Großeltern können für ihr Enkelkind auch dann Kindergeld erhalten, wenn Mutter und Kind zwar aus dem gemeinsamen Haushalt mit den Großeltern ausziehen, das Kind aber tatsächlich überwiegend nach wie vor im Haushalt der Großeltern betreut und versorgt wird. Dies hat das Finanzgericht (FG) Rheinland-Pfalz entschieden.
Der Kläger erhielt bis Mai 2015 für seine drei Kinder C., L. und N. und für seine Enkeltochter M. Kindergeld. Als Teil seiner Beamtenbesoldung erhielt er außerdem einen so genannten Familienzuschlag, dessen Höhe von der Anzahl der Kinder abhängig ist, für die ein Beamter Anspruch auf Kindergeld hat. Die drei Kinder des Klägers und auch sein Enkelkind M. (die Tochter von C.) lebten in seinem Haushalt. Sowohl seine Ehefrau als auch seine Tochter C. waren mit der Zahlung an ihn einverstanden.
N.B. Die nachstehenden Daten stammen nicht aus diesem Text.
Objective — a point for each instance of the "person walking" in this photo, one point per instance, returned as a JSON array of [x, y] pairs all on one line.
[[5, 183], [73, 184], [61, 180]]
Im Mai 2015 zog C. mit ihrer Tochter M. in eine eigene Wohnung. Da C. noch studierte, wurde sie vom Kläger und seiner Ehefrau in der Betreuung und Erziehung von M. unterstützt. Befand sich M. nicht im Kindergarten, wurde sie von C. und/oder dem Kläger beziehungsweise seiner Ehefrau betreut und versorgt. Außerdem übernachtete M. an mehreren Tagen pro Woche in der Wohnung des Klägers in einem eigenen Zimmer.
Die Familienkasse zahlte dem Kläger ab Mai 2015 kein Kindergeld mehr mit der Begründung, dass M. seit dem Auszug von C. zum Haushalt der Mutter (C.) und nicht mehr zum Haushalt des Klägers gehöre. Der Kläger legte erfolglos Einspruch ein und erhob dann beim FG Klage.
Das Gericht gab der Klage statt und ließ die Revision nicht zu, weil es nach der Befragung der Ehefrau des Klägers und der Kindesmutter (C.) als Zeugen die Überzeugung gewonnen hatte, dass M. mit deutlich überwiegendem Gewicht weiterhin in den Haushalt des Klägers aufgenommen sei und dort ihren Lebensmittelpunkt habe. So habe M. seit ihrer Geburt (März 2013) im gemeinsamen Haushalt des Klägers mit seiner Ehefrau und der jungen alleinstehenden Kindesmutter C. sowie deren Geschwistern L. und N. gelebt. Dabei sei zwischen den Großeltern (dem Kläger und seiner Ehefrau) und M. durch die Betreuung, Erziehung und Versorgung eine elternähnliche Beziehung entstanden, die mit dem Auszug von C. und M. im Mai 2015 nicht geendet habe. Da M. in der Wohnung des Klägers weiterhin häufig übernachtet und ihr eigenes Zimmer behalten habe, dort auch in deutlich überwiegendem Umfang vom Kläger und seiner Ehefrau versorgt, betreut und erzogen worden sei, habe nicht nur das besondere familiäre Band zwischen Großeltern und Enkelin, sondern auch die Haushaltsaufnahme fortbestanden.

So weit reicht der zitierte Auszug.